MADAME MÈRE (NAPOLEONIS MATER)

 

1816.

 

 

Le premier de l'an de l'exil de Sainte-Hélène à Rome. — Napoléon et sa mère. — Madame ne pouvant rejoindre son fils, lui offre tout ce qui lui reste en réserve. — Chaque jour augmente ses inquiétudes. — Le climat et les procédés de surveillance hostile. — Les lettres ouvertes ou décachetées. — La princesse Élisa demande en vain, comme sa mère, à se rendre auprès de l'exilé. — Pauline, trop malade pour songer à partir. — Rejet de semblable demande des fils de Madame. — Les premières nouvelles parvenues à Longwood. — Interception de toutes les lettres fermées. — Le comte de Las Cases éloigné de Sainte-Hélène. — Opinion de Napoléon sur sa Mère. — Ses entretiens sur elle. — Son portrait de ce temps-là, tracé par Tissot.

 

Le 1er janvier 1816, dès son réveil du jour de l'an, à Sainte-Hélène, Napoléon recevait avec attendrisse- ment les rares compagnons autorisés à le suivre en exil ; mais il s'affligeait de ne pouvoir plus embrasser aucun de ses proches. Il se faisait illusion, dans sa pensée confiante, et croyait revoir Marie-Louise qui l'avait abandonné, en le séparant, pour toujours, de leur fils, emmené de force en Autriche.

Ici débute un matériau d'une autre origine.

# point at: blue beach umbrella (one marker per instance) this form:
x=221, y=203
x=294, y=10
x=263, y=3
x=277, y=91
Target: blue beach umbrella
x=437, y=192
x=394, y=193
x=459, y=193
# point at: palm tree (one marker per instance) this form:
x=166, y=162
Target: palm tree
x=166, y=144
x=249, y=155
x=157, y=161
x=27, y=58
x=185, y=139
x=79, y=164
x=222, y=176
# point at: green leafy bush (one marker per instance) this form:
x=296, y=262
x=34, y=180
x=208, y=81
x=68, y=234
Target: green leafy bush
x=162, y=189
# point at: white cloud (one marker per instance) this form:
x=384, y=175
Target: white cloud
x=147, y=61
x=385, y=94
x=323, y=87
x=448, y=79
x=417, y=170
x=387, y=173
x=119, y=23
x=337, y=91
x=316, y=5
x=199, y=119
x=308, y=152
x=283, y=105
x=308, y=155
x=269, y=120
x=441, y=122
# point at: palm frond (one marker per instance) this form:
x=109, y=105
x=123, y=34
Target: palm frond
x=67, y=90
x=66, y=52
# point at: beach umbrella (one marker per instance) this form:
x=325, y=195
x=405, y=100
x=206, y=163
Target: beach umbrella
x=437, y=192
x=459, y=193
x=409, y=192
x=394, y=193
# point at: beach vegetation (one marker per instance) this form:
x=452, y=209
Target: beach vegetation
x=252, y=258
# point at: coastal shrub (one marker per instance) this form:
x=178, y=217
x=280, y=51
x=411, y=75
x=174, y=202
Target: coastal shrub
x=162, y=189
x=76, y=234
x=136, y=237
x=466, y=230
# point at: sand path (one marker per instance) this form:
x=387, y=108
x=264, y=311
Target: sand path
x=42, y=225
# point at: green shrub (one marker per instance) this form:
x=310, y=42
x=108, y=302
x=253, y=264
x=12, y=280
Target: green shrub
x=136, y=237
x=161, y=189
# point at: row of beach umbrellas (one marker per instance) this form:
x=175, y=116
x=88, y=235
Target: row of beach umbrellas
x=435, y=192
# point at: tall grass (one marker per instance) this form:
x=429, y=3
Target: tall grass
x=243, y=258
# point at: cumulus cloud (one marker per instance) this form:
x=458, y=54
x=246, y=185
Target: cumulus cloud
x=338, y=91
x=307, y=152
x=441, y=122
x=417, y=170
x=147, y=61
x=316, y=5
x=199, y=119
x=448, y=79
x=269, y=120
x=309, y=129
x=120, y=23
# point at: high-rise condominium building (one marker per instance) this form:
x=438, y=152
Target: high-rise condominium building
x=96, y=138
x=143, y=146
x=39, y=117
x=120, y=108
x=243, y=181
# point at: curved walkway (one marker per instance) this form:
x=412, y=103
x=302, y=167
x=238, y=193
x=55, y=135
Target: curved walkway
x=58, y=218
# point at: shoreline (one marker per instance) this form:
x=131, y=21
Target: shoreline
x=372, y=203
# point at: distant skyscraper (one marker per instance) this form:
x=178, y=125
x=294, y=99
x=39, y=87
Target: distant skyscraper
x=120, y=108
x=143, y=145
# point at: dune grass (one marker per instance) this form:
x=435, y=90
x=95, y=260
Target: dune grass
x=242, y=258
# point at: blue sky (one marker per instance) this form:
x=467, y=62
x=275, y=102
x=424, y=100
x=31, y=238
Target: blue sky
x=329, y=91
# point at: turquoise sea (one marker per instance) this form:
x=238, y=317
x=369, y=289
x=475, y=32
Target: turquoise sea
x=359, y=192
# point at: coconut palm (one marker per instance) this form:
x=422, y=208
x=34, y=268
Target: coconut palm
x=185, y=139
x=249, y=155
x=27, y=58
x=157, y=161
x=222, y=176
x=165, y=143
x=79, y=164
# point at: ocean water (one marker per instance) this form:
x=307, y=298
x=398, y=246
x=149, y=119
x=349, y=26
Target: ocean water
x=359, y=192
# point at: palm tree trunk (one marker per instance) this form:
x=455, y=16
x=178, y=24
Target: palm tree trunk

Napoléon retrouvait aussi, comme dans ses rêves, l'image effacée de Joséphine, semblant implorer, dans un douloureux sourire, le pardon du divorce.

Il cherchait en vain sa famille séparée de lui et sa sainte mère, réfugiée à Rome, où elle priait les hommes du pouvoir de la faire partir pour Sainte-Hélène, après avoir obtenu d'aller à l'île d'Elbe. Un refus inflexible et peut-être une sage raison la condamnaient à rester séparée de ce fils, désormais aussi grand par le malheur, qu'il avait pu l'être par la gloire. Sa mère lui vouait, dès lors, les préférences de sa tendresse, réservée par elle au plus à plaindre de ses enfants. Elle ne retrouvait plus, pour se consoler d'une telle séparation, que le souvenir de l'avènement de Napoléon au monde, de ses premiers pas en bas âge, de ses instincts guerriers, prélude juvénile de son esprit de conquête, appelé par sa maman, esprit de principauté. Mais elle retrouvait chez l'homme ce génie supérieur, qui avait glorifié les guerres de la république, en combattant les excès de la révolution, jusqu'à gouverner la France, en s'élevant sur le trône de la monarchie déchue et restaurée par la coalition étrangère.

Tels étaient, au 1er janvier 1816, les souvenirs de Madame à Rome, tandis que lui-même se rappelait, à Sainte-Hélène, tout ce qu'il devait de bien à la tendresse et au caractère, aux soins et aux vertus de cette mère, jugée par lui digne de toutes les vénérations.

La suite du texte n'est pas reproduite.